Dengan nalar manusia, kita hanya dapat menyimpulkan bahwa yang terjadi di Palestina saat ini adalah pembersihan etnis alias genosida.

Namun, sejarah dunia tetap menyimpan harapan. Afrika Selatan, negara yang pernah menderita akibat politik apartheid, mengajukan gugatan kejahatan perang atas genosida Israel terhadap Palestina di Mahkamah Internasional. Afrika Selatan maju menggugat Israel karena merasakan sendiri kejahatan hidup berdasarkan pemisahan ras dan perkauman.

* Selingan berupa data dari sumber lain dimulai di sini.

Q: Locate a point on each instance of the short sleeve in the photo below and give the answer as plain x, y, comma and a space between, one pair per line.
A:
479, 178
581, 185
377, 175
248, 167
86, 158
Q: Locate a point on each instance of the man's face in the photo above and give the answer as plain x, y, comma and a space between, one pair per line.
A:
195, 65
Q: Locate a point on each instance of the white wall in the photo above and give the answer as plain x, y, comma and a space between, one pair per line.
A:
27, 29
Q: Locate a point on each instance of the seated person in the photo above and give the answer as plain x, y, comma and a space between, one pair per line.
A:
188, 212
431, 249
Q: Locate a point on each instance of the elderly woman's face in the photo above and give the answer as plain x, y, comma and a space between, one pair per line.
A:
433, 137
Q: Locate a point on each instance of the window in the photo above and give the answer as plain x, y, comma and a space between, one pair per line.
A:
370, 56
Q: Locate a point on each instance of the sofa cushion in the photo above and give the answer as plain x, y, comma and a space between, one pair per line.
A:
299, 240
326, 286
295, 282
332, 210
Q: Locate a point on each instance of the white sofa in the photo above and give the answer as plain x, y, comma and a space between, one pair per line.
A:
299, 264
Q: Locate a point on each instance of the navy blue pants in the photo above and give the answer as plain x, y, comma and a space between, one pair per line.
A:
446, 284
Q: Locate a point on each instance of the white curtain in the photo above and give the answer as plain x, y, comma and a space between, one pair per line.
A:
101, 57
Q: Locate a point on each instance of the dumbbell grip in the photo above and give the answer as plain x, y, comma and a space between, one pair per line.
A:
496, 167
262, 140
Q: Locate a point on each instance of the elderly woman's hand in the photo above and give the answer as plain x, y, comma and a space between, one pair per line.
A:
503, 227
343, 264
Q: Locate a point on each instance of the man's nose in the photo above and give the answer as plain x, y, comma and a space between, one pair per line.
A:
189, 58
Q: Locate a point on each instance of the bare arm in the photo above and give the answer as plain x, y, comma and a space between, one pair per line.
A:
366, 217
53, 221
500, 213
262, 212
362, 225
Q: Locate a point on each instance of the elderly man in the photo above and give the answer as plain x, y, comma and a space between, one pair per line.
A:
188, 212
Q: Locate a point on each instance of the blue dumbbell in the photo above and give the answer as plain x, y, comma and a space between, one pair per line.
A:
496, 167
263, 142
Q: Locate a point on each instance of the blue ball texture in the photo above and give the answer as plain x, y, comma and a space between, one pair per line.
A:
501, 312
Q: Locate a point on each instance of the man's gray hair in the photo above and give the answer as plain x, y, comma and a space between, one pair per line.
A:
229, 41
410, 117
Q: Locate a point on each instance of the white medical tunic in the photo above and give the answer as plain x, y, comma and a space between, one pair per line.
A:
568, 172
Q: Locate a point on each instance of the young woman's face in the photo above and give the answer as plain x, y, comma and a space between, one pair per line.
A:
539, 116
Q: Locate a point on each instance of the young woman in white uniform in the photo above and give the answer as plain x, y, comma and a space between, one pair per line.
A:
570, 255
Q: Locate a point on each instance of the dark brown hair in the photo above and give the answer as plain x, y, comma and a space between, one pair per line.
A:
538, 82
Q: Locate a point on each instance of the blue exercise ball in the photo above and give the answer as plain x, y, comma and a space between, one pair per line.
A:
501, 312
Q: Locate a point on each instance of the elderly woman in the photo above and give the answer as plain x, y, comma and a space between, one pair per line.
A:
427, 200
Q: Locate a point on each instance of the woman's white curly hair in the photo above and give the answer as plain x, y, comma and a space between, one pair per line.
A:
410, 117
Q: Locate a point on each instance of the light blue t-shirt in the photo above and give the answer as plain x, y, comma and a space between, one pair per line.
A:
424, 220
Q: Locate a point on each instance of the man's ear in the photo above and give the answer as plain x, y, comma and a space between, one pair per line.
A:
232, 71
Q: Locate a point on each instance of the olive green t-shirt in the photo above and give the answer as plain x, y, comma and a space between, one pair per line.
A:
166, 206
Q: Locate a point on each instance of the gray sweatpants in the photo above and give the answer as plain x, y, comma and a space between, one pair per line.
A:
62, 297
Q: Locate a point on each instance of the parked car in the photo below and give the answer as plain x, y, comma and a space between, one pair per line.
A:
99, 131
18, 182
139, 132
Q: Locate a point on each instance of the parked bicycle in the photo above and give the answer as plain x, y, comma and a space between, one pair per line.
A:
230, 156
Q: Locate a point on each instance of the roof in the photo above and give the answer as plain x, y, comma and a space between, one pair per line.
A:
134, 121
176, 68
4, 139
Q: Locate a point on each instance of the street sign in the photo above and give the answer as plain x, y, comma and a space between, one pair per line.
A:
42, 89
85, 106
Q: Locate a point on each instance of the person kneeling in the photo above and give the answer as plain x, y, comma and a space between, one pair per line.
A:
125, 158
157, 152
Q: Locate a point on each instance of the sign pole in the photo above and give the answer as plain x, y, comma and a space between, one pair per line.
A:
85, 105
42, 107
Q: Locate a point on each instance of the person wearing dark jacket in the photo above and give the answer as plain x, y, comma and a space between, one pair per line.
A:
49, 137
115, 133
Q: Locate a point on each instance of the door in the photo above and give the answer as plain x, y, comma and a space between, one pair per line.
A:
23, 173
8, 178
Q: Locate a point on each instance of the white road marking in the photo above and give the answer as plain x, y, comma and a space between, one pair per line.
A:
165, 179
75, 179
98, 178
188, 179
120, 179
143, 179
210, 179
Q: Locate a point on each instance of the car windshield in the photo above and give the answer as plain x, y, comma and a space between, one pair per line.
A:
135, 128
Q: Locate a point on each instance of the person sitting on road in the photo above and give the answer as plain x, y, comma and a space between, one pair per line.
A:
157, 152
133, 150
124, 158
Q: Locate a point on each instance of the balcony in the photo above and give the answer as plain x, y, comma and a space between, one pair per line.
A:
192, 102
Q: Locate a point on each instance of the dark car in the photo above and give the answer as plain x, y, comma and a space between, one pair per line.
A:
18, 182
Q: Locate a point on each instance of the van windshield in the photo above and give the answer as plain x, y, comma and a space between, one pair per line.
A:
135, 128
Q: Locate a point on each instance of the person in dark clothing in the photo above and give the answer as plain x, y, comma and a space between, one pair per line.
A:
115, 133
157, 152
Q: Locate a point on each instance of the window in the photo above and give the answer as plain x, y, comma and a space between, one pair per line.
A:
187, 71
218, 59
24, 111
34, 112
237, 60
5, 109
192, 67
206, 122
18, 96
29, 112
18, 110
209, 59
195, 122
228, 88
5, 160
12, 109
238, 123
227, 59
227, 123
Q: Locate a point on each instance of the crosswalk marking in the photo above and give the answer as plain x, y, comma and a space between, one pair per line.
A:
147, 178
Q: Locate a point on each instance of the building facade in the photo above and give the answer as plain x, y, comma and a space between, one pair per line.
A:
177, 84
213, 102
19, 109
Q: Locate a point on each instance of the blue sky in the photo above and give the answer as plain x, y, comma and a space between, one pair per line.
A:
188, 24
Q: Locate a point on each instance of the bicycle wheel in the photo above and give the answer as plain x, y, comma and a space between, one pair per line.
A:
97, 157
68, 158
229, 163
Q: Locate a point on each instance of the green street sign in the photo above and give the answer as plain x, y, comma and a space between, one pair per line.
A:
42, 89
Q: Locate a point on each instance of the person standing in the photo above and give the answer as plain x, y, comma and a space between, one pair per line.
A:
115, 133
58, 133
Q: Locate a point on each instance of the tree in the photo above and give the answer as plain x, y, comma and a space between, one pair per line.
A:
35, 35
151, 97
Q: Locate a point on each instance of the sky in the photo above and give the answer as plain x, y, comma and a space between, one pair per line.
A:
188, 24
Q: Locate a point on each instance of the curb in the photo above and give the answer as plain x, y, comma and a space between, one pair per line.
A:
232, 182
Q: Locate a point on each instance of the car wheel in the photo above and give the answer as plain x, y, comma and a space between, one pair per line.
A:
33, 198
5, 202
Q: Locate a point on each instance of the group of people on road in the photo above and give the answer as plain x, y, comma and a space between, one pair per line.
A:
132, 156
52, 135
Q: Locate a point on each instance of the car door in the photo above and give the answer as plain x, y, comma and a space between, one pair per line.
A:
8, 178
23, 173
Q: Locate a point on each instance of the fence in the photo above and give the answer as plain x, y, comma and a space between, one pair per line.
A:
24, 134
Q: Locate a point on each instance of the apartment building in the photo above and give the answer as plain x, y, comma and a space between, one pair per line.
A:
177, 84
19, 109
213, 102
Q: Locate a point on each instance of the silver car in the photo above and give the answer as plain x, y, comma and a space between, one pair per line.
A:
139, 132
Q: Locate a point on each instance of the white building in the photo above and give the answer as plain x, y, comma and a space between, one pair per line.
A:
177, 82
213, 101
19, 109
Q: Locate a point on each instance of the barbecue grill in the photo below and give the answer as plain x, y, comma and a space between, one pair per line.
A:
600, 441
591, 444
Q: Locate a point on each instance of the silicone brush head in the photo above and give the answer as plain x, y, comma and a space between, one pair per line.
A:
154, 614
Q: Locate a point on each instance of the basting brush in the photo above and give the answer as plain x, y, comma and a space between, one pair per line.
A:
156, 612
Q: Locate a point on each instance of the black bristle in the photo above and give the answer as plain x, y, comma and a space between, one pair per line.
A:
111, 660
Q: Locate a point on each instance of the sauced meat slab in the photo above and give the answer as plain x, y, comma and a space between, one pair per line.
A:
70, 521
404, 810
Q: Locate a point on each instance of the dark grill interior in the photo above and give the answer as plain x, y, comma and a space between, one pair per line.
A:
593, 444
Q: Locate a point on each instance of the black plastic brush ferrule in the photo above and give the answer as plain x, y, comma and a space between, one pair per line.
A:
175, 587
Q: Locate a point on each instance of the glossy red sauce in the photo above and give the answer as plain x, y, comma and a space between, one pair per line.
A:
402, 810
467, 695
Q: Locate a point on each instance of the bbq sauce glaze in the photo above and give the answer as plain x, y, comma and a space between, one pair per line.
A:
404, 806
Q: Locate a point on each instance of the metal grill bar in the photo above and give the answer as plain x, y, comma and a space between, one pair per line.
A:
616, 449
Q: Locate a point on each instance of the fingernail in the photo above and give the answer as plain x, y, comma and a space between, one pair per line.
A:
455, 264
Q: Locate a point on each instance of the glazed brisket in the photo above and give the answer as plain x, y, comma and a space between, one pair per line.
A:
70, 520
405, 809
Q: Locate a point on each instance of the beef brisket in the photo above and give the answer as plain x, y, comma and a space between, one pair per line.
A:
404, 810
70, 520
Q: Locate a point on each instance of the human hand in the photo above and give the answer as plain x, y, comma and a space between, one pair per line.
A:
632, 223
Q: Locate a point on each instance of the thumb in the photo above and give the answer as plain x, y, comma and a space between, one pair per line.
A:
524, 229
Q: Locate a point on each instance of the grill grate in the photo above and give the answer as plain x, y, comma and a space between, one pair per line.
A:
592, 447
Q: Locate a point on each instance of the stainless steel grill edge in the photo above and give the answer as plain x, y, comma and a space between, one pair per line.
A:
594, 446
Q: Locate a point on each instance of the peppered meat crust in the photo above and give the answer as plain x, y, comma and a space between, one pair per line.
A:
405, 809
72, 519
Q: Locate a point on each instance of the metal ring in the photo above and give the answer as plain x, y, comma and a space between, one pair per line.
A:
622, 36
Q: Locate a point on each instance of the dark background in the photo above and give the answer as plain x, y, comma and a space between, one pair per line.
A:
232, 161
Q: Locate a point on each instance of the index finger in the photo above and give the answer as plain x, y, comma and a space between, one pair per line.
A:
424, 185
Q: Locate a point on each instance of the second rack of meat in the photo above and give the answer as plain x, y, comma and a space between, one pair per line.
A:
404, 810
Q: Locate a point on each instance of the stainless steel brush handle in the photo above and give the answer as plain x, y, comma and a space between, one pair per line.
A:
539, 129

Di hadapan 17 hakim internasional pada sidang Mahkamah Internasional di Den Haag, Belanda, suara Dubes Afrika Selatan untuk Belanda, Vusimuzi Madonsela, bergema:

“Kami sebagai orang Afrika Selatan merasakan hingga ke belahan hati kami, praktik-praktik rezim Israel sebagai bentuk yang lebih ekstrim dari apartheid, yang pernah dilembagakan terhadap orang kulit hitam di negara kami sejak tahun 1948 hingga tahun 1994. Ini harus dihentikan.”

Gugatan Afrika Selatan diterima. Mahkamah Internasional menyatakan bahwa Israel, sebagai kekuatan pendudukan, harus mencegah genosida. Sebagian besar dari 17 hakim panel mendukung tindakan segera untuk menghentikan perang di Gaza.

Meskipun kekejaman tidak berhenti di Gaza, solidaritas dari negara-negara Selatan muncul. Bangsa-bangsa yang pernah terjajah di Afrika, Amerika Latin, dan Asia Selatan bersatu. Bagi yang masih mempercayai PBB dan Uni Eropa, bacalah sejarah Bosnia.